I had written about talking with Bear about hurting me, that there is no need to feel guilt about that. Sometime March-ish, I suggested we find out what spanking me really feels like for him. Please gag me and spank me, I said. Let’s find out: What’s the reality, rather than the fantasy?
And so I find myself with a rubber gag in my mouth, bent over at the waist gripping my ankles, worrying about the saliva dripping onto the carpet. Should we have used a towel?
Bear strokes me erect cock and I moan through the gag. That was to be the last bit of pleasure in this session. He positions himself, gripping the wooden spanker we bought a while back on Etsy, and gives me a light swat on my right ass cheek. Not so bad, I think. He gives me some time, then delivers a second, harder swat. I jump a bit. I hope he won’t follow up with another one right away, that was unpleasant. Again he gives me time, then smacks my ass a third time. I yelp involuntarily. I feel fear. I really don’t want another one right after that.
I’m still worrying about the saliva dripping into the carpet, just a bit.
Bear caresses my rump, the feeling of pain slowly subsides. I’m still fearful as he positions himself again. I know that wasn’t even close to how hard he can swing, and it really hurt. To my relief, what I receive next is a light swat on my left ass cheek. He repeats what he did on the right, and again I cry out involuntarily when he delivers that third smack.
At this point, I am well and truly limp. This isn’t sexy. It’s painful. I don’t want any more of this pain. And I do want to obey Bear. So I stay silent, and I stay in the position I’m in, bent over and gripping my ankles.
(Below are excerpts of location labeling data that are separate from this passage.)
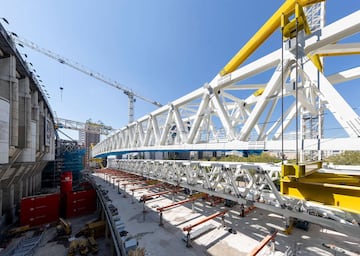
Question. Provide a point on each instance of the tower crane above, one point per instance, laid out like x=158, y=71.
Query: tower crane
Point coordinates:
x=77, y=66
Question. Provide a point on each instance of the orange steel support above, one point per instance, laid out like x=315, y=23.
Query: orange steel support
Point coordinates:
x=213, y=216
x=262, y=244
x=161, y=209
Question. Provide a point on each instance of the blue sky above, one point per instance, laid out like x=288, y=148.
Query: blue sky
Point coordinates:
x=162, y=49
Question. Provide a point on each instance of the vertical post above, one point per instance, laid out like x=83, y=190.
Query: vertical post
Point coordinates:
x=161, y=219
x=124, y=191
x=188, y=241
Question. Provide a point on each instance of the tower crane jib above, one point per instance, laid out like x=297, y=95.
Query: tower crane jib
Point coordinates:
x=77, y=66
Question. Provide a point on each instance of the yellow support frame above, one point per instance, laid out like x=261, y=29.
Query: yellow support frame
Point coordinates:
x=337, y=190
x=273, y=23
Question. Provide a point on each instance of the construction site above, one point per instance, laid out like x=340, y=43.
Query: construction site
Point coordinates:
x=165, y=182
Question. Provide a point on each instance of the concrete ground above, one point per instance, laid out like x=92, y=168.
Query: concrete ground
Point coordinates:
x=249, y=231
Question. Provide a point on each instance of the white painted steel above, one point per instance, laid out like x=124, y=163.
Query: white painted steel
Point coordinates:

I could move, there’s nothing keeping me from doing so – other than my desire to be a good boy.
And as I am wondering what will come next, Bear releases me. “This isn’t working for me,” he says, or words to that effect. He worries that he is bursting capillaries in my ass. He doesn’t like the red spots he’s seeing on it. “I think I have too much empathy,” he says. “I love you too much.”
So now we know. The fantasy of hurting me is hot. The reality is not. Bear’s not a sadist, after all. That was worth finding out.
And I’m not sad I am free of that pain.